Безусловно, расследование будет приостановлено, несмотря на то что оно основывалось на прямых уликах. Виновник умер, карать больше некого. Прокурор, без сомнения, еще будет взывать к стабилизации социальной обстановки и усмирению межнациональных распрей. Возможно, придется предать огласке результаты ДНК-экспертизы пятен крови, найденных на покрывале в доме Дзуккини. И все, — надо полагать, никому не придет в голову делать из молодого неонациста христианского мученика.
Глава двенадцатая
Безжалостно палило солнце пустыни. Слизистая пересохла, и жара отзывалась в теле глухими, непрекращающимися ударами молота. Блестел, ослепляя, пустынный и песчаный горизонт. Во фляге не было ни капли воды. Если он не найдет воду, то скоро погибнет. Груда камней справа показалась ему знакомой, несколько часов назад он точно проходил здесь: вон те обломки горных пород странной пирамидальной формы уже попадались на пути.

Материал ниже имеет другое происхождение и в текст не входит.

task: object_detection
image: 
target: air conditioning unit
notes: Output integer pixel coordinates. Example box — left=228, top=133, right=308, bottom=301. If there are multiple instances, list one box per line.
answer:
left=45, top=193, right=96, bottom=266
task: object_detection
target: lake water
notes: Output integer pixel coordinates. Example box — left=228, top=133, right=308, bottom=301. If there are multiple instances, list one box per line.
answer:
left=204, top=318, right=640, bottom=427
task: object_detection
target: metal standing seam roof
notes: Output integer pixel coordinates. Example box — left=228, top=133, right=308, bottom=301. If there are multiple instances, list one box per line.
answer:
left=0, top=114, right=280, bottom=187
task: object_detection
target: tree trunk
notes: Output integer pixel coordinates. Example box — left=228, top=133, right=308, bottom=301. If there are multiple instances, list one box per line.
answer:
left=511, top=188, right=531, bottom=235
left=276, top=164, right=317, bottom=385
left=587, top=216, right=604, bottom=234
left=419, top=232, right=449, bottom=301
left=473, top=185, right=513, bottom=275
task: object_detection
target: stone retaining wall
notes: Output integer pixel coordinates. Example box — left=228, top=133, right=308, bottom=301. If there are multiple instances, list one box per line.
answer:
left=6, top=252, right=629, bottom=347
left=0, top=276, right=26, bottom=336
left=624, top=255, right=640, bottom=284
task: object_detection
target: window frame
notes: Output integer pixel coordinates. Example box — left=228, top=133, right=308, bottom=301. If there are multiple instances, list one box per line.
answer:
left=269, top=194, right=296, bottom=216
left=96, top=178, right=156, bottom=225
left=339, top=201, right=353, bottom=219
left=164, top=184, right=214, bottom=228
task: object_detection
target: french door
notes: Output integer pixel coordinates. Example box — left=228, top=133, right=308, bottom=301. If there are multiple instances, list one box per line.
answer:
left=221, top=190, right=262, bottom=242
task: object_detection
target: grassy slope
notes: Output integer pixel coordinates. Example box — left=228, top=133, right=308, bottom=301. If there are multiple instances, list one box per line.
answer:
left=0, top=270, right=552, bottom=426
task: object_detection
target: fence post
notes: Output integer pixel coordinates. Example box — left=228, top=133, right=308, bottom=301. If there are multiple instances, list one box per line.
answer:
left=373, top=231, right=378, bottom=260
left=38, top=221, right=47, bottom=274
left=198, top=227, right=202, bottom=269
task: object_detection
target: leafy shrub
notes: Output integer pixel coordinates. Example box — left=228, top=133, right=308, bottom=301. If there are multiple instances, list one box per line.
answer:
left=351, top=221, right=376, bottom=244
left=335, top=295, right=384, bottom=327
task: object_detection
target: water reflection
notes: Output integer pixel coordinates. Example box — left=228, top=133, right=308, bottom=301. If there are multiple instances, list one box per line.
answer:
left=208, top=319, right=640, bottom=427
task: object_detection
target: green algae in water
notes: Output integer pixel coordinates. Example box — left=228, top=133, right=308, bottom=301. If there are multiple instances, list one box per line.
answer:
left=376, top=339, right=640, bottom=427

Он потерял чувство пространства. Решившись дойти до обитаемой земли, он сначала пошел против жестокого солнца, которое поглощало каждую каплю энергии. Пройдя так несколько сотен метров, он уверенно повернул налево, как будто внезапно нашел дорогу. Еще пару мучительных минут пути, и у подножия дюн вдруг показался источник.
Колодец находился там, он знал это всегда, в то время как жадно бродил вокруг. Глубокий колодец был окружен стеной высотой примерно в полтора метра, а доступ к воде закрыт двойной металлической решеткой. Он добрался до нее и бросился на горячую решетку сверху, пытаясь одним движением сдвинуть ее. Но железная преграда, наглухо прикрепленная к раскаленным кирпичам, не сдвинулась с места, издевательски прогибаясь под пальцами.
Из последних сил он попытался приподнять решетку, но понял, что не одолеет ее и умрет вот так глупо — как цыпленок на гриле, поджаренный солнцем, со взглядом, обращенным к найденной после долгих поисков воде…
— Лука, что ты делаешь?
Голос Клаудии вернул его к жизни и отвлек от вкуса соли и аммиака на языке. Вспыхнувший неожиданно свет осветил его руки, лихорадочно вцепившиеся в висячий замок на цепи, которой был заперт холодильник. Внезапно пробудившись, он продолжал ощущать свое пребывание в знойной пустыне. Он был им заражен. Однако то, что жена застукала его, когда он посреди ночи пытался нарушить запрет врачей на употребление жидкости, вогнало его в краску.
— Днем я еще как-то контролирую себя, — пробормотал Лука, — а вот ночью…
— Успокойся, — попробовала подбодрить его Клаудия, уже привыкшая к выходкам мужа. — Ты держался молодцом, — продолжила она, — ты ведь мог запросто открыть кран, а не сражаться героически с холодильником.
Лука, чувствуя унизительность своего положения, постарался взять себя в руки:
— По ночам краны с водой должны быть перекрыты.
— Хорошо.
Клаудия зашла в ванную и притворилась, будто блокирует краны. На самом деле она уже сделала это перед тем, как отправиться спать. Когда она вернулась на кухню, Лука, казалось, был снова в норме.
— Что ж, — он взял жену под руку, — вернемся в кровать.